Катон наконец ожил.
— Есть или нет, я не знаю и знать не хочу! — пролаял он. — Если ты хочешь лакать нектар, Тит Лабиен, ступай куда-нибудь… куда хочешь! И этого, — добавил он, ткнув пальцем во все еще стенающего Цицерона, — не забудь взять с собой!
Не желая видеть, как они воспримут его слова, он вышел за порог и направился к извилистой тропе, ведущей на вершину каменистого холма Петра.
«Не месяцы, а несколько дней. Сколько дней, восемнадцать? Да, всего восемнадцать дней прошло с тех пор, как Помпей Магн повел нашу огромную армию в Фессалию, на восток. Он не хотел, чтобы я был с ним, — моя критика его раздражала. Поэтому он решил взять с собой моего дорогого Марка Фавония, а меня оставил здесь, в Диррахии, для присмотра за ранеными солдатами.
Марк Фавоний, лучший мой друг, — где он теперь? Если бы он был жив, вернулся бы ко мне с Титом Лабиеном.

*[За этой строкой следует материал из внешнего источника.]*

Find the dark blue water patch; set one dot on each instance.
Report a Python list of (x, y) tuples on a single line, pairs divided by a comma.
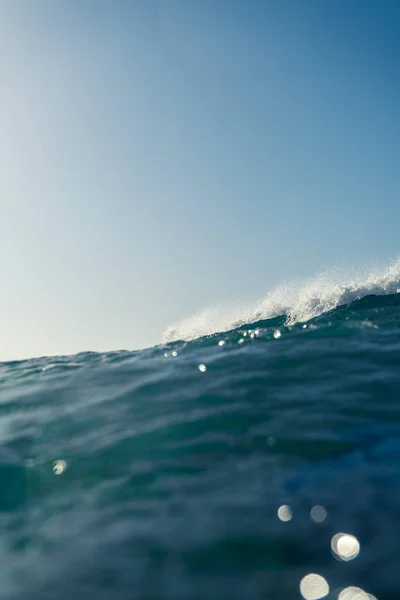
[(136, 475)]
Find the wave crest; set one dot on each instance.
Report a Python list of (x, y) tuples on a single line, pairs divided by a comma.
[(298, 301)]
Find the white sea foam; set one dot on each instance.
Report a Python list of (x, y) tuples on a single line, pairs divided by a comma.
[(300, 301)]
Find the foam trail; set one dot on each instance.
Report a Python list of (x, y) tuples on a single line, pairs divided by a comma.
[(298, 301)]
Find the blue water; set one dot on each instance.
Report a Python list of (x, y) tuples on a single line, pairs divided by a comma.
[(162, 473)]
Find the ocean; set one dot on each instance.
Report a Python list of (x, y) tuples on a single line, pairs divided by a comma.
[(253, 455)]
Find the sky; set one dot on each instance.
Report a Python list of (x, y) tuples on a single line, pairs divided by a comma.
[(161, 156)]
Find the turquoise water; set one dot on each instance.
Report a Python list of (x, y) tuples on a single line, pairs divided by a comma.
[(159, 474)]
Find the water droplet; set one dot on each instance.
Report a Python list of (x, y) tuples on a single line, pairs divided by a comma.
[(313, 587), (345, 547), (354, 593), (318, 514), (59, 467), (285, 513)]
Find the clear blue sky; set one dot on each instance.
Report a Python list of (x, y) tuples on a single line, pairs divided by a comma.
[(162, 156)]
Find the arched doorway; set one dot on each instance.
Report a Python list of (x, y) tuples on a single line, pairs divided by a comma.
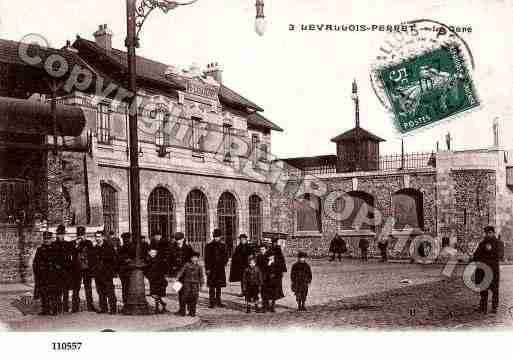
[(255, 219), (227, 219), (408, 209), (361, 215), (161, 213), (196, 220), (110, 208)]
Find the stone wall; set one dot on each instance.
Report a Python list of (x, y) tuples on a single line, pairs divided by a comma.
[(16, 253)]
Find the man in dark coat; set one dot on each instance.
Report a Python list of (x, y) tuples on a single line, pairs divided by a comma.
[(181, 254), (157, 269), (300, 278), (240, 261), (272, 288), (383, 248), (46, 275), (216, 258), (337, 247), (126, 256), (82, 264), (64, 252), (364, 247), (104, 272), (489, 252)]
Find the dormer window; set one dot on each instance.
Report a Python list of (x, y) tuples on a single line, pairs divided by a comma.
[(227, 141), (197, 137), (103, 123), (162, 135)]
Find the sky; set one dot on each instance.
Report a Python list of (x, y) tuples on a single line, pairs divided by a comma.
[(302, 79)]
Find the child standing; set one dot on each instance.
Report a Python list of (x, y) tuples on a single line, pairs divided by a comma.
[(192, 278), (301, 277), (252, 280)]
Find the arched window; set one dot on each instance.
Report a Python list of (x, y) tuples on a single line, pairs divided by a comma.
[(256, 218), (161, 213), (227, 219), (408, 208), (308, 210), (110, 208), (196, 220), (356, 210)]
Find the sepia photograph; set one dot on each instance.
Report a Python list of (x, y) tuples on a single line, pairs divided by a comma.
[(206, 166)]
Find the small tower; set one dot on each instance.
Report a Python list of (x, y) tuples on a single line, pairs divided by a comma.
[(357, 149)]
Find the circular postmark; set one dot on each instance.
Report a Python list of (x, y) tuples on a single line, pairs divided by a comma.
[(423, 75)]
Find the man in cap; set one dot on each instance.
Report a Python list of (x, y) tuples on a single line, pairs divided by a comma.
[(83, 262), (489, 252), (216, 258), (46, 275), (240, 260), (126, 256), (180, 255), (64, 264), (104, 272)]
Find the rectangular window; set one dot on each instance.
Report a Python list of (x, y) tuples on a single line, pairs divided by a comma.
[(103, 123), (255, 140), (227, 141)]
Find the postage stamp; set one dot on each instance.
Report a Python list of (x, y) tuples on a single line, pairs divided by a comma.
[(428, 88)]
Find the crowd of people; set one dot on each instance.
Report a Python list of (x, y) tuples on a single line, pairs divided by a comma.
[(61, 267)]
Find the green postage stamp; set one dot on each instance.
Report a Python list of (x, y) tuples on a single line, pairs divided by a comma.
[(428, 88)]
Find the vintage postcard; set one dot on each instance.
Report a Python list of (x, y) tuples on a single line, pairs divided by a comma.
[(197, 166)]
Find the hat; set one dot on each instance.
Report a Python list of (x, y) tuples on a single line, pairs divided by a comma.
[(80, 231), (125, 236), (489, 229), (61, 229)]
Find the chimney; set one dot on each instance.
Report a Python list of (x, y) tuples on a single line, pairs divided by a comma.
[(103, 37), (215, 70)]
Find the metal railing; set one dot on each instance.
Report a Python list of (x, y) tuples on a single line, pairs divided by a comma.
[(393, 162)]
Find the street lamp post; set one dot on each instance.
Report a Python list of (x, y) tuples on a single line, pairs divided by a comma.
[(136, 303)]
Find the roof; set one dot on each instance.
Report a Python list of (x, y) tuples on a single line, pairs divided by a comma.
[(35, 118), (10, 54), (354, 133), (154, 70), (314, 161), (257, 119)]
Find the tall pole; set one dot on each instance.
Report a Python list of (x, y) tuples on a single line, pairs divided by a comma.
[(354, 96), (136, 303)]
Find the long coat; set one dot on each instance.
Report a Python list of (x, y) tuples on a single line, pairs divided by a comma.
[(46, 274), (157, 269), (216, 258), (300, 277), (63, 253), (272, 288), (82, 258), (106, 263), (240, 261), (490, 252), (179, 256)]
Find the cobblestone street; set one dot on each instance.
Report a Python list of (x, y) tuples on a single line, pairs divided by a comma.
[(343, 295)]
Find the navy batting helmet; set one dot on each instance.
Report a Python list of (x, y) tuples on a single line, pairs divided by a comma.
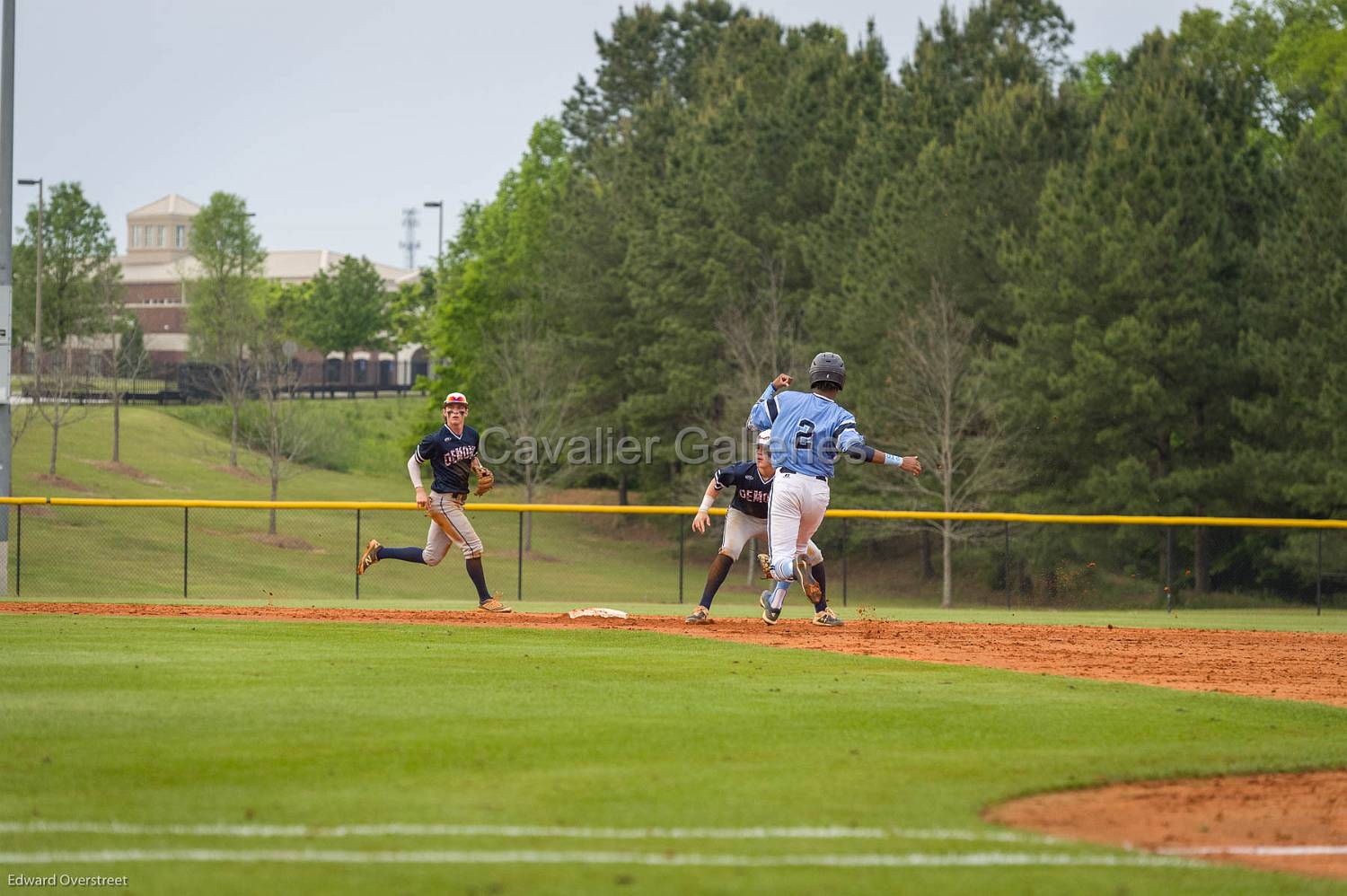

Лабиен! Законченный мясник, варвар в шкуре римлянина, дикарь, который испытывал наслаждение, подвергая мучениям своих сограждан просто за то, что они были на стороне Цезаря, а не Помпея. А Помпей, имевший наглость наречь себя Магном — Великим, даже не пикнул, когда Лабиен пытал семьсот пленных солдат из девятого легиона. Людей, которых он очень хорошо знал по Длинноволосой Галлии. Вот в чем причина, вот почему мы потерпели поражение в решительном сражении под Фарсалом. Правильный курс был взят неправильными людьми.
Помпей Магн больше не Великий, и наша любимая Республика в агонии. Меньше чем за час».
С высоты холма Петра открывался великолепный вид на темное, как вино, море под сероватым небом с чуть размытым солнечным диском, на покрытые буйной зеленью холмы, убегающие к далеким вершинам Кандавии, на небольшой островной городок Диррахий, связанный с материком прочным деревянным мостом. Тихий пейзаж. Мирный. Даже бесконечные мили грозных фортификаций, ощетинившихся башнями и повторяющихся по другую сторону ничейной земли, стали ландшафтом, словно они всегда были тут. Немые свидетельства титанической работы обеих сторон во время осады, длившейся месяцы, пока в одну ночь Цезарь вдруг не исчез, позволив Помпею возомнить себя победителем.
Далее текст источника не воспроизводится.